Key considerations include:
Bias in training data and recommendations
Transparency in AI-driven skill assessments
Compliance with UK GDPR and data protection law
Clear human oversight of AI outputs
The Information Commissioner’s Office has emphasised that organisations must ensure fairness, accountability and transparency when deploying AI systems.
For L&D leaders, this means building AI literacy alongside technical adoption. This cannot remain an optional afterthought.
A Practical Framework for Implementing AI in L&D Strategy
Many HR teams experiment with AI tools without a strategic roadmap. A structured approach is essential.

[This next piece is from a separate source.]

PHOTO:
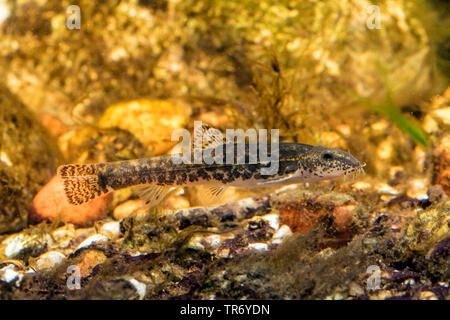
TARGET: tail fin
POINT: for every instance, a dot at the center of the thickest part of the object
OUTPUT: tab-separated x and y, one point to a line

Step 1: Assess Organisational Readiness
Evaluate:
Data maturity
Digital infrastructure
AI confidence within HR teams
Governance capability
Organisations unsure of their starting point may benefit from a structured free AI Readiness and Maturity Snapshot to identify initial capability gaps.
Step 2: Define Clear Use Cases
Focus on high-impact applications such as:
Personalised learning pathways
AI skills gap analysis
Generative AI assisted content development
Avoid adopting technology without a defined business problem.
Step 3: Build AI Literacy Within HR
Preparing HR teams for AI adoption requires:
Foundational AI education
Understanding of risks and limitations
Confidence in prompting and evaluating generative tools
Positioning HR as informed users rather than passive consumers strengthens long-term transformation.
Step 4: Govern, Measure and Iterate
Establish:
Clear success metrics
Ethical guardrails
Human review processes
Continuous evaluation
AI in training should evolve through evidence, not enthusiasm.
The future of work demands adaptability at scale. AI for human resources enables that adaptability, but it does not replace professional judgement.
The future of HR will belong to leaders who combine:
Data intelligence
Ethical governance
Strategic foresight
Human-centred design
AI is rewriting the rules of training. The question for UK learning and development leaders is whether they will shape those rules or simply respond to them.
Frequently Asked Questions
How is AI changing training?
AI is transforming HR training by enabling personalised learning pathways, real-time skills analysis, predictive workforce planning and rapid content creation using generative AI tools.
What is AI in training?
AI in HR training refers to intelligent systems that analyse workforce data to improve learning design, delivery and outcomes.
What are the risks of AI in learning and development?
Key risks include algorithmic bias, data privacy concerns, lack of transparency and over-reliance on automated recommendations.
Is AI replacing HR training professionals?
No. AI augments L&D teams by automating analysis and content generation, allowing professionals to focus on strategy, ethics and human development.